Explain the relationship between ventilation and perfusion and its significance in health.

ventilation and perfusion should ideally match each other in rate of flow per L/min. conditions like emphysema, fibrotic lung disease, pulmonary oedema and asthma can all reduce the amount of oxygen being absorbed this results in deoxygenated blood being reabsorbed and mixed with oxygenated blood causing hypoxia.

23

Describe the term ‘shunt’.

shunt refers to the flow of blood through poorly ventilated areas, it when the rate of ventilation is less than perfusion, which is the opposite of alveolar dead space. Results in diverted blood flow as the systemic vessel around the effected alveoli is constricted and the bronchiole dilates.

24

Describe the role of haemoglobin in the transport of O2 in the blood.

only 3ml of oxygen can dissolve into plasma which isn’t enough to meet demands. As a result, haemoglobin can take absorb much more oxygen (1g of Hg can absorb 1.34g of oxygen), maintaining the partial pressure gradient of oxygen from the alveoli to the blood. Its cooperative binding works in that the more oxygen it has the easier it is for oxygen to bind, and as it begins to unload it’s easier to lose its oxygen. It’s ideal for the factors that affect dissociation are the ones found in the tissues where oxygen is needed most, whist these factors aren’t found in the lungs meaning it can readily pick up oxygen.

25

Explain why the shape of the oxyhaemoglobin dissociation curve is important to O2 loading in the lungs and unloading in the tissues.

the sigmoid shape of the oxyhaemoglobin curve means that a large decrease in oxygen partial pressure translates only to a small decrease in oxygen saturation of oxyhaemoglobin. Even at partial pressure of 40mmHg, oxygen saturation is still at 75% leaving a large reserve.

26

Explain the action of carbonic anhydrase in CO2 transport

carbonic anhydrase (H20) helps convert the carbon dioxide into carbonic acid which then dissociates into bicarbonate and hydrogen ions, the excess hydrogen ions bind to deoxyhaemoglobin whilst the bicarbonate is pumped out the erythrocyte through a chloride channel into plasma.

27

Know the difference between anatomical, alveolar and physiologic dead space

alveolar dead space shouldn’t really be present in a healthy human, it occurs once a alveolar is no longer participating in gas exchange. Anatomical dead space is the air present in the airways that is unable to participate in gas exchange, it equates to roughly 150ml and is regularly replaced with fresh air or stale air from the alveoli. Physiological dead space is calculated by adding together the anatomical and alveolar dead space.

28

State the factors that determine arterial PO2

oxygen bound to haemoglobin
saturation of haemoglobin (temp, pH, PCO2, DPG)
total number of binding sites
oxygen dissolved in plasma
alveolar ventilation
perfusion of alveolar
composition of air
diffusion of oxygen

29

explain how respiratory motor movements are affected by the central nervous system

the diaphragm is innervated by the phrenic nerve, since the diaphragm is responsible for 70% of the work required for breathing it highlights how heavily influential the central nervous system is for control of breathing, if there is damage to the vertebrae C3,4,5 breathing ceases and results in death, this demonstrates that it is entirely dependent on the brain and it is not autonomous. The intercostal muscles that aid in breathing also are innervated and thus controlled by the intercostal nerves that stem from the spinal cord which their impulses originate from the brain stem.

30

List the factors involved in changing ‘respiratory drive’, rate and depth of breathing.

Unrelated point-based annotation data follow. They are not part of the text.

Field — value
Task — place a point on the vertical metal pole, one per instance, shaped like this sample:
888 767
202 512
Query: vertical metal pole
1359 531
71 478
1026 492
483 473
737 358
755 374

respiratory drive is controlled involuntary by the medulla and the pons, specifically the dorsal respiratory group (DRG) which controls the inspiratory muscles and the ventral respiratory group (vRG) which influences the expiratory and inspiratory muscles such as the pharynx, larynx and tongue. These centres are influenced by primarily chemoreceptors; however, they can also be influenced by chemoreceptors in the peripheral carotid and aorta. The further can be influenced by the limbic system through emotions, mechanoreceptors in the chest wall, or voluntarily by the higher centres of the brain but these can override by the brainstem.